Reporter David Martin would have been accused of leading the witness in a trial. He cited the evidence that North Korea is making enriched uranium and they have missiles. But they do not have a missile casing that can withstand the re-entry of our atmosphere.
Other than Kim Jong Un being crazy and doing something really stupid, the threat from North Korea is minimal.
People cite the example of Libya and Khadafi getting murdered after he gave up his nuclear arsenal. How much of a threat is Kim Jong Un if he is that unstable and about to be overthrown?
Anytime an event features Dennis Rodman as a key expert? Its credibility is in serious question.
Let's play, "Who seems nice, but isn't?"
A friend of ours adorable 10-year-old daughter could not be more of a "Friends" fan. Seen every episode twice. They go to lunch at a vegetarian restaurant in LA and there she is, Lisa Kudrow. Phobe her ownself.

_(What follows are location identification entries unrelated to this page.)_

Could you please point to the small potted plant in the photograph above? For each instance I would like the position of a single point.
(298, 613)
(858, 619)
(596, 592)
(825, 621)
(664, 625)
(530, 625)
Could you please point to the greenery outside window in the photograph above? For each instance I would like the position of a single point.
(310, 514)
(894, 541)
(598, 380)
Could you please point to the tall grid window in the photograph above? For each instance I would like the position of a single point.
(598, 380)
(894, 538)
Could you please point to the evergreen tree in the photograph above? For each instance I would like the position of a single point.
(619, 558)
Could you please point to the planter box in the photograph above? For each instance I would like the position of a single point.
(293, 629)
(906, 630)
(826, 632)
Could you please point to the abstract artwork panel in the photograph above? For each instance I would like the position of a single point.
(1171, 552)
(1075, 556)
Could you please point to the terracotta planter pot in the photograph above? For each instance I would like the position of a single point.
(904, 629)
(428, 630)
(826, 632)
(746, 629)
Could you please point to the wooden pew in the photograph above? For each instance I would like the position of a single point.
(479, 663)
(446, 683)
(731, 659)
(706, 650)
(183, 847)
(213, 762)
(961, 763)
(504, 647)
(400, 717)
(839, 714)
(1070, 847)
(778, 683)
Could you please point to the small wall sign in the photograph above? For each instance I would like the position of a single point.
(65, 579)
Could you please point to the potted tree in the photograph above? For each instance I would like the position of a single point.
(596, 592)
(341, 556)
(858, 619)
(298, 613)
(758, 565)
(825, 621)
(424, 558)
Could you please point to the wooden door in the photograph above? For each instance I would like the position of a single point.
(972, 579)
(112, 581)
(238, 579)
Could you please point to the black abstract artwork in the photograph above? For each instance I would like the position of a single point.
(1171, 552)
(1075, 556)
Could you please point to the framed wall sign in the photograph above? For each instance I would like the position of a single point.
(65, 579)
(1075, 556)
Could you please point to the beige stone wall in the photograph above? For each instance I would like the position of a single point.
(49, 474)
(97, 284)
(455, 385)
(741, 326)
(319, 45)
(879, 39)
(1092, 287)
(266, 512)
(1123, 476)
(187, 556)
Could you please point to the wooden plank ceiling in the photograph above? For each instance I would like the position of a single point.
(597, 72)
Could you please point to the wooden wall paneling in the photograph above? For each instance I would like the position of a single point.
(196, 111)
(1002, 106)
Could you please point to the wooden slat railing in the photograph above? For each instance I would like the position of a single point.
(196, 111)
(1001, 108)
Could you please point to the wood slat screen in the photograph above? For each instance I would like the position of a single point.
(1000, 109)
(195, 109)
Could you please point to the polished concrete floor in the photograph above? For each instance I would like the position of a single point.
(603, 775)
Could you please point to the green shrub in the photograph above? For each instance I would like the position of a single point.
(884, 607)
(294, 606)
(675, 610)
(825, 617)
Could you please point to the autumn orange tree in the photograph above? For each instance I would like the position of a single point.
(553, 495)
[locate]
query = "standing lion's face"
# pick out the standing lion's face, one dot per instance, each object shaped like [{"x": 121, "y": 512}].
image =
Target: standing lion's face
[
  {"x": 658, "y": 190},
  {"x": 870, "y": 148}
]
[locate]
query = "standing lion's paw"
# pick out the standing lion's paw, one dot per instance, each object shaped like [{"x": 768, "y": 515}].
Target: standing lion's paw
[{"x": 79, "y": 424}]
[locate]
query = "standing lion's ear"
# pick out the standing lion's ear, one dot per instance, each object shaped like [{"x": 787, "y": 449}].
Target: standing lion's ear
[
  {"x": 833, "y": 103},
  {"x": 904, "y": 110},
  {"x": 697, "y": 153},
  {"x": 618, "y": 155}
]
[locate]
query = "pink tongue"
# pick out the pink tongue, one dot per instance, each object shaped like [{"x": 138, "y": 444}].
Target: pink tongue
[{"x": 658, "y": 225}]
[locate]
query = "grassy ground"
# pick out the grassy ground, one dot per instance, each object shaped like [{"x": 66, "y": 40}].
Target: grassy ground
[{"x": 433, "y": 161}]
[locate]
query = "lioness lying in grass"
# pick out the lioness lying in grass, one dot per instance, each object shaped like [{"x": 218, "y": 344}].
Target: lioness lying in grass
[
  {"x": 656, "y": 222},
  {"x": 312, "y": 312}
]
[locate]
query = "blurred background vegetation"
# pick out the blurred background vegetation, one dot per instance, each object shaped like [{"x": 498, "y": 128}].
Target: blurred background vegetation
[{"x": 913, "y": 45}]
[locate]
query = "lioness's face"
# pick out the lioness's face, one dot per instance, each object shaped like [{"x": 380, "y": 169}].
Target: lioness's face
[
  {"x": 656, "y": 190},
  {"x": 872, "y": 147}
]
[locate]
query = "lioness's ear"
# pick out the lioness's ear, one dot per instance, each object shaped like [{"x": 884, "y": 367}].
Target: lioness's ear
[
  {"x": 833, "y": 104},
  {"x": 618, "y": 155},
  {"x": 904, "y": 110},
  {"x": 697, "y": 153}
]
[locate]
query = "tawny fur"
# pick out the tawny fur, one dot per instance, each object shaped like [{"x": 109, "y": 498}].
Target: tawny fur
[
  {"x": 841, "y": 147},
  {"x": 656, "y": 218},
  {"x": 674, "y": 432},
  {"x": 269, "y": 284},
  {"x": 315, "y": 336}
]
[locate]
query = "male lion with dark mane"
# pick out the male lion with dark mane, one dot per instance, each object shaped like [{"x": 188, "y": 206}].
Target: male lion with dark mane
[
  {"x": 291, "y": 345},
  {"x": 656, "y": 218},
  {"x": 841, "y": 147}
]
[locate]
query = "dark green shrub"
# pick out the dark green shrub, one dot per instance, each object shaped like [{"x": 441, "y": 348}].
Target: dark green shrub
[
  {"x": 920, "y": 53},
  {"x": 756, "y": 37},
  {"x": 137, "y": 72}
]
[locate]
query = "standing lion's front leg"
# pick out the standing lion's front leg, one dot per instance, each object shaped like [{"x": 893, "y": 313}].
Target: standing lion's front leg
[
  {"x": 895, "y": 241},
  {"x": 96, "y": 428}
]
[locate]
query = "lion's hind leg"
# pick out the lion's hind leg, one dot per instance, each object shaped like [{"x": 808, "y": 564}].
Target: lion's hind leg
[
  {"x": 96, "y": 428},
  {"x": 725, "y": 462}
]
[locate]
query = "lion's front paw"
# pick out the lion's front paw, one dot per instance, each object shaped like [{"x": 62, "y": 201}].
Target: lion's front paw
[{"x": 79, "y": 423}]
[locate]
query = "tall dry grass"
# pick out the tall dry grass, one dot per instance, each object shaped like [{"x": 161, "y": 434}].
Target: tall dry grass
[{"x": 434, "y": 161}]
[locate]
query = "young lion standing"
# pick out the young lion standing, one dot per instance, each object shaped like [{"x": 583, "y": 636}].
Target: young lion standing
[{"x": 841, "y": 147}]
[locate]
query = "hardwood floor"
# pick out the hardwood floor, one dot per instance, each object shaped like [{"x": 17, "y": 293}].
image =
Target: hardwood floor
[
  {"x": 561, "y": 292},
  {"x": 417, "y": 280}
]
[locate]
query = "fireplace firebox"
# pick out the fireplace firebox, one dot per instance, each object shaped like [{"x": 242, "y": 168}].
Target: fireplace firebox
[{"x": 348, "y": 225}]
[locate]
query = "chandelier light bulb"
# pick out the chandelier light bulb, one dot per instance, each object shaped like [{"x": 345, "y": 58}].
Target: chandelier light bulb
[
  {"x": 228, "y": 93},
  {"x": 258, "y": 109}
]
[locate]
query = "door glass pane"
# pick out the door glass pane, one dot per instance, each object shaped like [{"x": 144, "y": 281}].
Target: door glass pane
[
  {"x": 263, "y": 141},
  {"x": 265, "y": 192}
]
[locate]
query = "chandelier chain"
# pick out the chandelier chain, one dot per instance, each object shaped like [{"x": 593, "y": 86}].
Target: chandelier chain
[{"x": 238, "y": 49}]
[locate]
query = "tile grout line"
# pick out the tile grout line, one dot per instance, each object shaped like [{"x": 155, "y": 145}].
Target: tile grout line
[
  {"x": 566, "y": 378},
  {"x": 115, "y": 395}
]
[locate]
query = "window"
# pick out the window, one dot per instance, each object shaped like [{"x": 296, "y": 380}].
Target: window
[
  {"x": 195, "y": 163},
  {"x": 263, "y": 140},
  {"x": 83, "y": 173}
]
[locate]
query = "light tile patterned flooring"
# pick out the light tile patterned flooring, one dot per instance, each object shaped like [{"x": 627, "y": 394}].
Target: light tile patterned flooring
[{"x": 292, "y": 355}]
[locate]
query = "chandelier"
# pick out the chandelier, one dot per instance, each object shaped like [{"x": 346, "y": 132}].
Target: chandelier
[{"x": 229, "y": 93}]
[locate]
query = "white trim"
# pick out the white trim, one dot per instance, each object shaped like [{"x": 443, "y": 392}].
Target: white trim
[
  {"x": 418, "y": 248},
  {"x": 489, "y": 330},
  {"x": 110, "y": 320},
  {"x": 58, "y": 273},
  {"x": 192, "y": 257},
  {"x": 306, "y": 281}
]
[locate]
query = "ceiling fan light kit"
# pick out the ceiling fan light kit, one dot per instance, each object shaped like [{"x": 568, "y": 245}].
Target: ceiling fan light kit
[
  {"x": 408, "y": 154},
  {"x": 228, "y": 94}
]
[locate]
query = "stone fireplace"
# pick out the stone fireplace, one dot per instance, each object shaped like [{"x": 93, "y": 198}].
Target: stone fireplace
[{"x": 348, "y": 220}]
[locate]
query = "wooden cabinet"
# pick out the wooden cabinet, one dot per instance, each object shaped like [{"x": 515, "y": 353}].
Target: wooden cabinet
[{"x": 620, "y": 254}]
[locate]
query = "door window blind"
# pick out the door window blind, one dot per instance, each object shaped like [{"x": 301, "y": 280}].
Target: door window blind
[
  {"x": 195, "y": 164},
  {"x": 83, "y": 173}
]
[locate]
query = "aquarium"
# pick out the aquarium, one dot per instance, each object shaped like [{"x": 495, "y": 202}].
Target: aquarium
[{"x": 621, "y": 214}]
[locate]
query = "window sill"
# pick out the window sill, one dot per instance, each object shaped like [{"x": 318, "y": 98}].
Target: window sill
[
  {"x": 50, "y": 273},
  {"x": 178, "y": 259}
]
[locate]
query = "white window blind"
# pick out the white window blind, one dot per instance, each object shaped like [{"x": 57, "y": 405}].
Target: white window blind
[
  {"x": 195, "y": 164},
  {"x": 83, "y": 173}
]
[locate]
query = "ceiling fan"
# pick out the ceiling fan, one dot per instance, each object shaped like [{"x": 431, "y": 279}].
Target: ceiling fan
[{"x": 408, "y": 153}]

My friend's daughter, as sweetly as she can, asks for a picture with Lisa. Lisa does not even make eye contact and says,
"Respect my privacy and leave me alone."
Generally unimpressive actress, Kate Mara, like most people, has two grandfathers. But in her case both of them own NFL teams. One owns the Giants, the other owns the Steelers. The biggest conflict for Kate growing up was when the Steelers played the Giants, trying to decide which luxury box to attend.
Kate Mara was on a talk show and while pimping her latest movie, she let it be known within about six seconds that she is a vegan. That's fine. But then she blurts out, like she is the "Exorcist;"
"If you want to kill innocent animals for your selfish needs, try and live with yourself."
As if I needed more reasons to hate the Giants and the Steelers.
Hey, Kate, did you know that football is made with a pig skin? Go head and try and live with yourself.